Nach einigen Wochen stellte sie verwundert fest, dass er nicht ein einziges Mal ernsthaft den Versuch unternahm, mit ihr zu schlafen. Immer wenn sie dachte, jetzt sei es so weit, zog er sich zurück. Dabei hatte sie deutlich gespürt, dass er genauso erregt war, wie sie selber.

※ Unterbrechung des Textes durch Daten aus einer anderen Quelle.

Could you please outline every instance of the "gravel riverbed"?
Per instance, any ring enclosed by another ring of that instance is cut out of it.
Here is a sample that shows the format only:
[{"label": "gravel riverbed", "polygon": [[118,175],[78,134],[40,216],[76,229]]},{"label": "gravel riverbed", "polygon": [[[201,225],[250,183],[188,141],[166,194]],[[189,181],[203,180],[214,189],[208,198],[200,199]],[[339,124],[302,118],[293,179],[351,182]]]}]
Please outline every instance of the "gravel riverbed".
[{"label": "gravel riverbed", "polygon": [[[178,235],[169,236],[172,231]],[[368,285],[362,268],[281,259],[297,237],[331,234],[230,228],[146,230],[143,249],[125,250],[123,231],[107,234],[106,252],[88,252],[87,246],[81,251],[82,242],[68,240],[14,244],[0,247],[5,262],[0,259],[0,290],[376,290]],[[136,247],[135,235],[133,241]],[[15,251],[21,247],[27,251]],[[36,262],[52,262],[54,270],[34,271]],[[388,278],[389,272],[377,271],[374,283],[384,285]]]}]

Als sie ihn Tage später darauf ansprach, machte er ihr völlig überraschend einen Heiratsantrag und erklärte seine diesbezügliche Zurückhaltung mit seiner strengen, christlichen Erziehung. Obwohl er sich inzwischen als nicht besonders religiös bezeichnete, kam es für ihn keinesfalls infrage, schon vor der Hochzeit mit seiner zukünftigen Frau zu schlafen. Gleichzeitig kam er immer wieder auf die zahlreichen Kinder zu sprechen, die sie dann haben würden.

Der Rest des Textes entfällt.